Helping your people thrive in tough times

I was never much of a reader as a child. In fact, outside of comic books I hardly read at all if I could avoid it. But the one book I remember actually enjoying was a battered old copy of The Greek Myths by Robert Graves. I found it at a jumble sale, it’s cover held together by Sellotape, and it was a treasure of bizarre and bloody stories which kept me amused for hours.

One of the stories was of Sisyphus, the first King of Corinth - a legendary liar, swindler, and cheat. The first time he died, he captured Death in order to escape back to life; the second time, he tricked both Hades and his wife into letting him go. This didn’t go down well with the gods.

So, the third time he died, a by then disgruntled Zeus made sure he didn’t escape again, and just to make a point, condemned him to an ingenious fate. Sisyphus would have to roll a giant rock up a hill, and he would only be released if the rock made it over the top. But every time, just as he was almost there, the enchanted rock would roll back down the slope to the bottom.

There’s a reason the labour of Sisyphus holds up as a common metaphor even now: how doubly devastating failure can be when it’s felt within touching distance of success – when the light at the end of the tunnel really is an oncoming train.

For many of us, these recent, fleeting weeks of getting back to the office, meeting up with friends and colleagues, chatting in person between calls and meetings, have been a long time coming and a huge relief. The way some of my clients spoke about it, reminded me of that moment John Mills, having finally made it back to civilisation in Ice Cold in Alex, eventually downed his pint of Carlsberg.

But now it looks like there’s another hill to climb; another push required; another Sisyphean stretch of remote-working semi-isolation in store for all of us, that will once again test our collective resilience and resolve.

The first thing to say is we need to learn the lessons of recent months, particularly around the mental health and productivity of our people. We need to make far more time for informal conversations. Find new ways to walk the shop floor. New channels help our team and those customers we serve, feel valued, listened to, and understood.

More importantly, we need to find time for ourselves if we’re to be in any state to properly lead those around us. What we used to think of as “pointless” meetings without an agenda, and “idle” time in calendars between calls - they have never been so critically important as they are now, for our own sanity and productivity.

But above all else, we need to take off any rose-tinted glasses, and rationally and objectively look at the situation ahead, and the decisions we now need to take.

Good leaders, CEOs and entrepreneurs are optimistic by nature. But hope doesn’t help with resilience over the long run. Probably the best example of this was shared by Jim Collins in his book Good to Great, when he described the “Stockdale Paradox”.

Admiral James Stockdale was a US naval officer who survived over seven years of incarceration and torture in a Vietnamese POW camp, with no idea when, or even if, it would ever end. When Collins interviewed Stockdale, he asked him how he had endured, while so many alongside him hadn’t.

“It was worst for the optimists,” replied Stockdale, “the ones who said, ‘we’re going to be out by Christmas’, and Christmas would come and go – they suffered from a broken heart. I never wavered in my faith,” Stockdale explained, “not only that I would get out, but I would turn it into the defining event of my life that in retrospect I would not trade.”

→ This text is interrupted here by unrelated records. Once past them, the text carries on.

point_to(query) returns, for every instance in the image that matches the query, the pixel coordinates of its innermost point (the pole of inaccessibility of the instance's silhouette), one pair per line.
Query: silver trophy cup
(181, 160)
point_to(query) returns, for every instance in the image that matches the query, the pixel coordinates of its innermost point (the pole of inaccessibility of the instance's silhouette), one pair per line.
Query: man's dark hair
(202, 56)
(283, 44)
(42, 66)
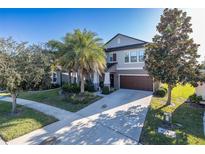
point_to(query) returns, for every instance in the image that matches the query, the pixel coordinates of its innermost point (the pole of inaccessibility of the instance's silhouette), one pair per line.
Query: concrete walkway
(115, 119)
(2, 142)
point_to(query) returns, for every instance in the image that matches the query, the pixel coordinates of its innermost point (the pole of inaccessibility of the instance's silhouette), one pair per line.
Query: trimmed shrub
(105, 90)
(71, 88)
(195, 99)
(101, 84)
(89, 86)
(161, 92)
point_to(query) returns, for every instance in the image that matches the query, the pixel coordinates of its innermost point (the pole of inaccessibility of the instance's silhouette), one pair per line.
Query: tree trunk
(69, 77)
(13, 103)
(82, 89)
(169, 95)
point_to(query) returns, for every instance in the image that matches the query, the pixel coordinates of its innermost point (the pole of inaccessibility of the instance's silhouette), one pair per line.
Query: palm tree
(64, 56)
(88, 54)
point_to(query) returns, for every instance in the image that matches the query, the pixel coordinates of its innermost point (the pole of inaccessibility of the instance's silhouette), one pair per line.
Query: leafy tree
(172, 57)
(20, 67)
(87, 53)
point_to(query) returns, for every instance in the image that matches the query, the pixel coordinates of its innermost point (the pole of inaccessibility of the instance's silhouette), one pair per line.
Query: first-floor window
(127, 57)
(141, 56)
(133, 56)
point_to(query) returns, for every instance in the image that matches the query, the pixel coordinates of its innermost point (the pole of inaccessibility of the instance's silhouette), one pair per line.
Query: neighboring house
(200, 89)
(125, 69)
(125, 65)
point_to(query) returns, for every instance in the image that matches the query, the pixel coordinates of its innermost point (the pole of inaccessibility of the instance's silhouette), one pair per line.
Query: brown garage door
(136, 82)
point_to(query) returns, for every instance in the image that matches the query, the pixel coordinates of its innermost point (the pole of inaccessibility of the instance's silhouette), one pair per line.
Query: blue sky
(41, 25)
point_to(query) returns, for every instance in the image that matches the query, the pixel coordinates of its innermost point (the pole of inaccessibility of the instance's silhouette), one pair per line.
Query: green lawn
(191, 119)
(52, 97)
(24, 121)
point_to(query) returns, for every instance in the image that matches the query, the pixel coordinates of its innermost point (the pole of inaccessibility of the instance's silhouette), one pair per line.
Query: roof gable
(120, 40)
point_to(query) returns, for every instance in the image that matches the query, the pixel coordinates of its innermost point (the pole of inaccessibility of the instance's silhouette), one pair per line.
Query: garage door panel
(136, 82)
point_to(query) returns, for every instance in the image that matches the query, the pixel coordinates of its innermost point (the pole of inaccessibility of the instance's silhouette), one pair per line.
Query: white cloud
(198, 25)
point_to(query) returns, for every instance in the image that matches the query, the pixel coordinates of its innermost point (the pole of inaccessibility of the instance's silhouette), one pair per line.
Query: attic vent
(118, 41)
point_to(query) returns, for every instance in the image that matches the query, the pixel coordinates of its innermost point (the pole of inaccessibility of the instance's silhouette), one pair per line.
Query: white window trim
(129, 68)
(138, 50)
(111, 53)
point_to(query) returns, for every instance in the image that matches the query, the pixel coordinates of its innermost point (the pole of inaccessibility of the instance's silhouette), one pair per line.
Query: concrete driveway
(115, 119)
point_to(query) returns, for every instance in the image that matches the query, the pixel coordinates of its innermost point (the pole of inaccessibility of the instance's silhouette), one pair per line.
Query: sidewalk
(2, 142)
(58, 113)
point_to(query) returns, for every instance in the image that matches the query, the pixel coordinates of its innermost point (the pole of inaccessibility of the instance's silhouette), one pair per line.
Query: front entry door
(111, 80)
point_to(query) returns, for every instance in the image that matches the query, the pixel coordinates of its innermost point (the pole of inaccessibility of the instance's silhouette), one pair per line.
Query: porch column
(96, 80)
(107, 79)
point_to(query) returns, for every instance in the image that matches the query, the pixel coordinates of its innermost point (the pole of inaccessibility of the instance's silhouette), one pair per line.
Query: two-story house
(125, 65)
(125, 68)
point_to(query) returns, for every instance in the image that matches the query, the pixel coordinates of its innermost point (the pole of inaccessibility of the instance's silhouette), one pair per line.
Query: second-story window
(127, 57)
(111, 58)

As Collins summarised: you must never confuse faith that you will prevail in the end — which you can never afford to lose — with the discipline to confront the most brutal facts of your current reality, whatever they might be.

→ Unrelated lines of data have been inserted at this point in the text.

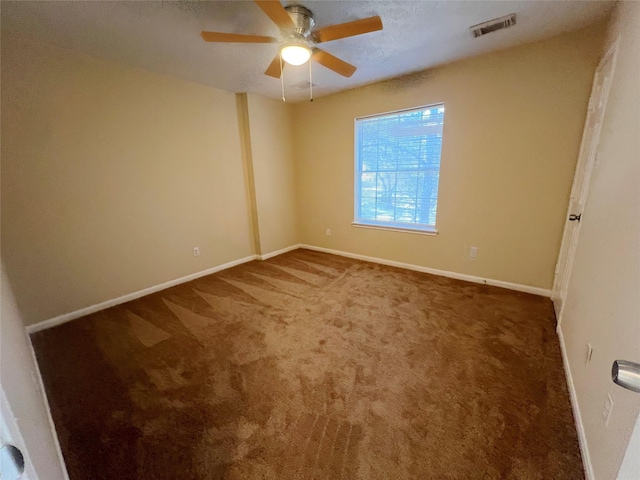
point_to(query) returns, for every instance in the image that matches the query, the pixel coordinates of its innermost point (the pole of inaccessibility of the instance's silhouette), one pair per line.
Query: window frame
(423, 229)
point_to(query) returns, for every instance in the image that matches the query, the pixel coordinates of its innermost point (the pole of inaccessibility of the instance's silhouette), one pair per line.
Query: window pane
(398, 167)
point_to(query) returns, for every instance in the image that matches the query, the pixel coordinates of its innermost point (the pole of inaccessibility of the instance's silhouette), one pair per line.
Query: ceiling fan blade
(235, 37)
(349, 29)
(273, 70)
(276, 12)
(333, 63)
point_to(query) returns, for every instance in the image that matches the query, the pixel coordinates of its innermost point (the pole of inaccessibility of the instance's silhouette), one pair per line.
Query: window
(398, 168)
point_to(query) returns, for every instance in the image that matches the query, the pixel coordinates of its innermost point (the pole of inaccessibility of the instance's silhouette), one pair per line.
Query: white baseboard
(266, 256)
(443, 273)
(67, 317)
(582, 438)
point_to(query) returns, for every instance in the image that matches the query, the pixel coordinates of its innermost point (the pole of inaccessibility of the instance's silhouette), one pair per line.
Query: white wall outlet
(607, 409)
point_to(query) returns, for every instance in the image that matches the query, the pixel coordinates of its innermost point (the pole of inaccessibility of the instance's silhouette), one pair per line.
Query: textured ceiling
(164, 36)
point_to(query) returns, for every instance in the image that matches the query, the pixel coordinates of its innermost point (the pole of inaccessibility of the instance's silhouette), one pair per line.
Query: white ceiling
(164, 36)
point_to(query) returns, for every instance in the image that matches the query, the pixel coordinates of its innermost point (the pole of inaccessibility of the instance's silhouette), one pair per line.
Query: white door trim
(582, 177)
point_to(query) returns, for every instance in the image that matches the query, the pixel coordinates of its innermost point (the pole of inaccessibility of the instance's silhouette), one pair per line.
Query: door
(581, 180)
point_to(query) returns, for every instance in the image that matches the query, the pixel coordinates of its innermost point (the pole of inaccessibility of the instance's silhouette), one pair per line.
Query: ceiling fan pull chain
(282, 78)
(310, 83)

Right now, a lot of business leaders will need to take a leaf out of Stockdale’s book: have faith in the long term – this too shall pass – but be brutally realistic about the coming months. Get back to the worst-case playbook. Move fast, be decisive, make the most positive impact you can, right now.

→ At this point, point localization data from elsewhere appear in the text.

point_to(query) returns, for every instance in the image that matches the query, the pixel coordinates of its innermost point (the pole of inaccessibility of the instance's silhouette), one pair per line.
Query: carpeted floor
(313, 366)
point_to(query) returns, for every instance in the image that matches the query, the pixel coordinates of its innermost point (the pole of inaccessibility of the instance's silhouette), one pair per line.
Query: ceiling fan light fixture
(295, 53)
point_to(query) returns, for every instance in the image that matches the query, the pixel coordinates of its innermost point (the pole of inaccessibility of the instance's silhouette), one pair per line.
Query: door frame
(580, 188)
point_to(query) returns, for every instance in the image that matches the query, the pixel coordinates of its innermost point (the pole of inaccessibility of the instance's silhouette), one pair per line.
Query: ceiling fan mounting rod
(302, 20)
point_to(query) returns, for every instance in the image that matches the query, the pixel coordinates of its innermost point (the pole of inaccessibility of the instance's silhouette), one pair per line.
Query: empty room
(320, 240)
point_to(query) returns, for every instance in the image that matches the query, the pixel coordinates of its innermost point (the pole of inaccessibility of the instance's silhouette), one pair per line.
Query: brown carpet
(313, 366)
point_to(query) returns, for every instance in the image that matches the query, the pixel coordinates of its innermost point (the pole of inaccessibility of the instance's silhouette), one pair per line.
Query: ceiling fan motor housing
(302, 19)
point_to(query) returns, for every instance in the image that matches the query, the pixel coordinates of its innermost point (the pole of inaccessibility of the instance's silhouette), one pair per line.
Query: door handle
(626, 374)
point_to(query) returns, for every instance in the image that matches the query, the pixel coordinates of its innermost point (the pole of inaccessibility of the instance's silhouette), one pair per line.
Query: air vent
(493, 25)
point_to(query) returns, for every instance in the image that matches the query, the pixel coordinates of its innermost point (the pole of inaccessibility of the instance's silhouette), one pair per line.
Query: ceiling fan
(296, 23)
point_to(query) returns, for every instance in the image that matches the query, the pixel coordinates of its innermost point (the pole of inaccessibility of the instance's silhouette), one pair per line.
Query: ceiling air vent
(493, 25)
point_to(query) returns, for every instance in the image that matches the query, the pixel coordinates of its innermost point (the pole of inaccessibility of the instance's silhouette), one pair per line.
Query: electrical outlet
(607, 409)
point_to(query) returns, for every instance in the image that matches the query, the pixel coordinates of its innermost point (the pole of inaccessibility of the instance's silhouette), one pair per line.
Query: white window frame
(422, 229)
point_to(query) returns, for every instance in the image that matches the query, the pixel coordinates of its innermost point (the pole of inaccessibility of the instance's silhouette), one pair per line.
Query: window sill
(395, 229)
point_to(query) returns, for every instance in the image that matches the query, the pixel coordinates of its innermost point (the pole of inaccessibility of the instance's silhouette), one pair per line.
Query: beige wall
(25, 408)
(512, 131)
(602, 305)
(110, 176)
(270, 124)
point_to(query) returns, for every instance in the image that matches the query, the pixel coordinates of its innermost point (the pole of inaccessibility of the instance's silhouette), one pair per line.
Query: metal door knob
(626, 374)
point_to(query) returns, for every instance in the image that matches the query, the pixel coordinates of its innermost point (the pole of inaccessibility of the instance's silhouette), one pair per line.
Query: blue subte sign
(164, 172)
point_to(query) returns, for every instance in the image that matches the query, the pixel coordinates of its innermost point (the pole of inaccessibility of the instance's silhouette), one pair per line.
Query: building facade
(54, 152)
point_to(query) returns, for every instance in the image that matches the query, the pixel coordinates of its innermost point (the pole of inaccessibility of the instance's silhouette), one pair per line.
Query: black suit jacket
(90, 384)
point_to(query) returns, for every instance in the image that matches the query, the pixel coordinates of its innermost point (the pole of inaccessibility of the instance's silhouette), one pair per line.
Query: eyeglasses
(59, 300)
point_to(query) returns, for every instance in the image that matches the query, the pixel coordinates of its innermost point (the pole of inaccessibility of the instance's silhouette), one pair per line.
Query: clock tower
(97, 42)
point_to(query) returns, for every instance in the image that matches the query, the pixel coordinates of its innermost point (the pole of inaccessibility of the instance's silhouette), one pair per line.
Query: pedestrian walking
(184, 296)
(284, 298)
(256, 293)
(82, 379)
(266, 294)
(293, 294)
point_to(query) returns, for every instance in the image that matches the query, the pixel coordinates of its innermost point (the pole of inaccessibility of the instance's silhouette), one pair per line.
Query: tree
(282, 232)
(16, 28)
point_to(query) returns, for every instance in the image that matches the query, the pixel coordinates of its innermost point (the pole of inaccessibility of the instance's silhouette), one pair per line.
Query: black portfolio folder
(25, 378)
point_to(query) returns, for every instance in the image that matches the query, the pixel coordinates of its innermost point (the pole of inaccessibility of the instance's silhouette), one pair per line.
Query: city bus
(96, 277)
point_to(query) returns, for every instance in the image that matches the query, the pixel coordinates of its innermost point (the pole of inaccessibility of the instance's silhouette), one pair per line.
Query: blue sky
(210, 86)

We will make mistakes, but we have been here before and we can do better this time with what we’ve learned from the last. Or as Alf Ramsay told his England team before that 30 minutes of extra time in the ‘66 final, “You’ve beaten them once, you just need to go out there and beat them again.”

So, your challenge for this week is this: write down the top three things you should prioritise, for supporting your team, making space for yourself, and getting a true, brutally honest perspective on the decisions you need to take. And drop me a line with them if you’re willing.